When Rich Ross, a former TV guy, was ousted as the head of Walt Disney Studios, the moviemaking arm of the Mighty Mouse, it was generally assumed that someone with a tad more experience on the film side would be his replacement.
Ultimately, Disney went with experience and then some. Maybe a bit too much experience, in fact.
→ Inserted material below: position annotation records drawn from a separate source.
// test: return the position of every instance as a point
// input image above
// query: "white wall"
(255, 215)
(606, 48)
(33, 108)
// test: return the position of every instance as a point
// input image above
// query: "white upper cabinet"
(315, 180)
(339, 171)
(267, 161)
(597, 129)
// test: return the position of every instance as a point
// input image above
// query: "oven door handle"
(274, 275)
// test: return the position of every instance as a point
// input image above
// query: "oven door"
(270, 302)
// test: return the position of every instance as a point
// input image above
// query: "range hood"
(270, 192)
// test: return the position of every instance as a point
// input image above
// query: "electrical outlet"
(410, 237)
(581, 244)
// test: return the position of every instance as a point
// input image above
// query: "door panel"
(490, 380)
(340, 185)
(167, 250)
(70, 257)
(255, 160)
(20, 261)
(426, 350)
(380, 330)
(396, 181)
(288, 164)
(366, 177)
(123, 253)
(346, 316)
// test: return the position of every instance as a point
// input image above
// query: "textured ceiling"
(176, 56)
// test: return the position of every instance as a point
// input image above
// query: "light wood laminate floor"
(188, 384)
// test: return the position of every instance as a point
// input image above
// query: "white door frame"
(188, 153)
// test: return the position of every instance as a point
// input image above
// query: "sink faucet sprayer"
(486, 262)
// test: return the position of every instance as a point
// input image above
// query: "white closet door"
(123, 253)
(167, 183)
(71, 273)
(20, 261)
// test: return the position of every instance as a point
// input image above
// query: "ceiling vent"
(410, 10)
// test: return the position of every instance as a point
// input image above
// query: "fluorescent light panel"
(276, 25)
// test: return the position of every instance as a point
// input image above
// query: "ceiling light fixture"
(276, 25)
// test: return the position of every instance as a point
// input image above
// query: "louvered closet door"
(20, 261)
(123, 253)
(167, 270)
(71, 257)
Alan Horn assumes the role, coming out of semi-retirement after a strong tenure at Warner Bros., where as president he oversaw the highly successful "Harry Potter" and "Dark Knight" franchises. This is from Bloomberg:
Chief Executive Officer Robert Iger has placed a high priority on the studio, which lost $84 million last quarter because of “John Carter.” The studio is benefiting this month from “Marvel’s The Avengers,” which has posted $1.31 billion in worldwide sales and lifted Disney to first in U.S. theater revenue at $742.7 million....
But here's the thing: Horn is 69. That in and of itself isn't necessarily an issue. Who wants to retire anymore! And the early reaction to Horn's hire, if the Hollywood Reporter is anything to go by, was extremely positive.
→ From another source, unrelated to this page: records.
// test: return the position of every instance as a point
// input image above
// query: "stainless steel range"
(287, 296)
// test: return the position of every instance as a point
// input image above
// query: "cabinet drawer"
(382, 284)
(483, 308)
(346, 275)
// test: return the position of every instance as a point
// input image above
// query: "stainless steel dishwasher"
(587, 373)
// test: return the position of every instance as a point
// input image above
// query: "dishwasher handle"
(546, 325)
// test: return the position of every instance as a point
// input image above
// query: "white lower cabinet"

However, what Disney is likely to get from Horn, both good and bad, is less of the synergy across business that Ross promised and more of a focus of old-school moviemaking. He will reportedly produce up to eight new Disney movies every year — beyond the output of Marvel Studios, which has been raking it in with the superhero stuff of late.
Horn has a great track record. Before Warner, he started Castle Rock Entertainment and brought the world "When Harry Met Sally" and "Seinfeld."
He's in a good position. With sequels and sequel-ish mashups of "Iron Man," "Captain America," "Thor" and "The Hulk" bringing in substantial box office revenues, Horn can try to revive the non-superhero side of things. Walt Disney Studios certainly needs it. Movies make up 16 percent of Disney's revenues, trailing other businesses, such as theme parks. Bob Iger certainly wants to see that percentage rise.
But Iger intends to retire in three years. Horn will be in his seventies by then. So the obvious question is: Does he have enough time to fix the Disney movie business, or is his job merely to keep it from getting worse?